The Sombrero Galaxy The galaxy is 50,000 light-years across and 28 million light years from Earth .The glowing bulge holds a population of stars largely different from those in the flat disk. Look close to see numerous slightly fuzzy stars, each of which is itself composed of many hundreds of thousands of stars.

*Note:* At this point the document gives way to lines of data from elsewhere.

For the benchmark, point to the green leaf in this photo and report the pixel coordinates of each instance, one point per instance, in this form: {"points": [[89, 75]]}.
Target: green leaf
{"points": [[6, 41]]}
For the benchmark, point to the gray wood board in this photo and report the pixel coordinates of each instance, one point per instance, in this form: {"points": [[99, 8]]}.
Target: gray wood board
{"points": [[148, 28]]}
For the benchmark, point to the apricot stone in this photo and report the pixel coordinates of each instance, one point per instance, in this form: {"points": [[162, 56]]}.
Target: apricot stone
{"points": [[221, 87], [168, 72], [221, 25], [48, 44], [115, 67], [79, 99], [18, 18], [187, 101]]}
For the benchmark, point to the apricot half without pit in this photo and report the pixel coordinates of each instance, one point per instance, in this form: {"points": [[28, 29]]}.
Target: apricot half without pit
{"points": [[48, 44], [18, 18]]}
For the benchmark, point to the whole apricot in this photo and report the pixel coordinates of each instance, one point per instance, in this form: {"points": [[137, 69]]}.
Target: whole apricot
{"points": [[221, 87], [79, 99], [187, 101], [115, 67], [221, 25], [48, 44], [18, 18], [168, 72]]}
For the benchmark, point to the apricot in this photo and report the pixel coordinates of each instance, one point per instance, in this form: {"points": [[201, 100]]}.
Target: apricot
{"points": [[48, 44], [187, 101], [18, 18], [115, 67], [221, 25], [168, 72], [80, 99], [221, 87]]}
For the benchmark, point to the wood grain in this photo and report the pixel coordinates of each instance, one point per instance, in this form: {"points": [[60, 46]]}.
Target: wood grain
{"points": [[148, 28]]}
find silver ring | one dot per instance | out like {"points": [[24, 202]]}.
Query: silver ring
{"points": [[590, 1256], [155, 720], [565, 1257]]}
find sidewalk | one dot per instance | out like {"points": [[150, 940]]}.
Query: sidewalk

Stellar Spire in the Eagle Nebula Appearing like a winged fairy-tale creature, this object is actually a spiraling tower of cold gas and dust rising from a stellar nursery called the Eagle Nebula. This tower is about 57 trillion miles high, about twice the distance from our Sun to the next nearest star. The tower is a giant incubator for newborn stars
Pismis 24 The small open star cluster Pismis 24 contains extremely massive stars. The brightest object in the picture was once thought to weigh as much as 200 to 300 solar masses. ( 200 to 300 solar mass is 200 to 300 times the mass of the sun.) This would have made it by far the most massive known star in the galaxy, and put it considerably above the currently believed “ biggest star” that weighs only 150 solar masses.However, Hubble images show that it is really two stars, each 100 solar masses, orbiting one another.